AUGUSTA — As you were taking in a parade and spending time with your family Thursday, Charlie Squires and his Central Maine Pyrotechnics crew labored in the scorching heat and humidity to unload a 20-foot box truck filled with launching racks, shells and plywood.

On Thursday night, after thousands of people oohed and aahed at the city’s Fourth of July fireworks show, Squires and his crew was expecting to spend hours tearing all the gear down and delivering it back to the company’s headquarters in Hallowell.

And for Squires, the 14-plus-hour day will all be worth it for the 20 minutes of enjoyment and the applause he always hears at the end.

“It’s an enjoyable experience,” he said. “When you figure your responsible for giving 8- to 10,000 people 20 minutes of joy, it’s a good thing.”

Squires, 59, has been a fireworks technician for Central Maine Pyrotechnics for about 25 years. A retired Augusta firefighter, Squires has handled the city’s Fourth of July shows for years.

Thursday’s program included more than 1,100 shells, all between 2.5 and 5 inches in diameter.

Nearly half of those shells, or 520, were to be ignited during the finale, Squires said. He said Central Maine Pyrotechnics offers up a 10-inch shell, but most shows average 6 inches or less.

“One 8-inch shell is equal to a whole lot of little shells,” Squires said. “If you want a good show, you need numbers.”

Squires and his crew of five, comprised of family and friends, many of whom have helped him set up for years, arrived at the East Side Boat Landing at noon to begin setting up for the 9:15 p.m. show.

The first obstacle is clearing the area of people and blocking it off with yellow tape. State regulations require a launch site with a 350-foot “hot zone” that is free of people, overhangs, buildings and flammable material.

“This site is tricky,” Squires said. “The bigger the shell, the greater the (setback) distance.”

The safety zone is necessary to reduce the likelihood of damaging a building or injuring a person, but injuries can still occur.
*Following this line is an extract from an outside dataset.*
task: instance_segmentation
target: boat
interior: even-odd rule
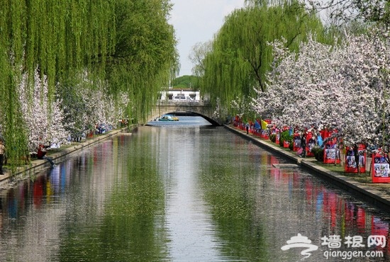
[[[179,121],[179,118],[172,115],[164,115],[158,119],[159,121]]]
Squires, who was working in Augusta, and Thomas Thorndike, another Central Maine Pyrotechnics technician who was putting on a Belgrade show, were injured when shells exploded uncharacteristically during Fourth of July shows in 2010. Squires suffered a broken finger; Thorndike, first-degree burns on his face.

“It was the first time I’d been hurt,” Squires said.

The State Fire Marshal’s Office invested both and determined the incidents were just accidents. Both operators had followed proper procedure.

“They aren’t 100 percent predictable,” Squires said. “They have been known to do things you don’t plan on them doing.”

After clearing the park of people, Squires and his crew got to work setting up for the show. They unloaded several boxes of shells, and then the crew starting sorting launching racks according to size and placement in the program. The racks look similar to wooden pallets, but they are custom-built to hold a row of several launching tubes securely. The tubes themselves are fiberglass and resemble polyvinyl chloride plastic in look and feel. Sections of plywood, each about 4 feet long and a couple of feet wide, are nailed to the racks to hold the launch tubes at an angle to shoot the ordnance out over the Kennebec River.

The racks were placed in a line along the river’s edge, with the opening barrage on one end and the finale on the other. The opening sequence and the finale are ignited by a single fuse; but for much of the show, Squires lights each shell individually.

“You have to pay attention and be aware of what is going on around you,” Squires said. “I haven’t seen a show in 25 years.”

That may change next year. Squires and his wife, who will retire soon, have agreed that this will be the last year he’s in charge of a Fourth of July show. He hopes to turn the job over to his son-in-law, Chris DeLisle, who has worked with Squires for about 16 years.

“We want to do a little bit of traveling,” Squires said of his wife. “She really worries, especially since I got blown up a few years ago.”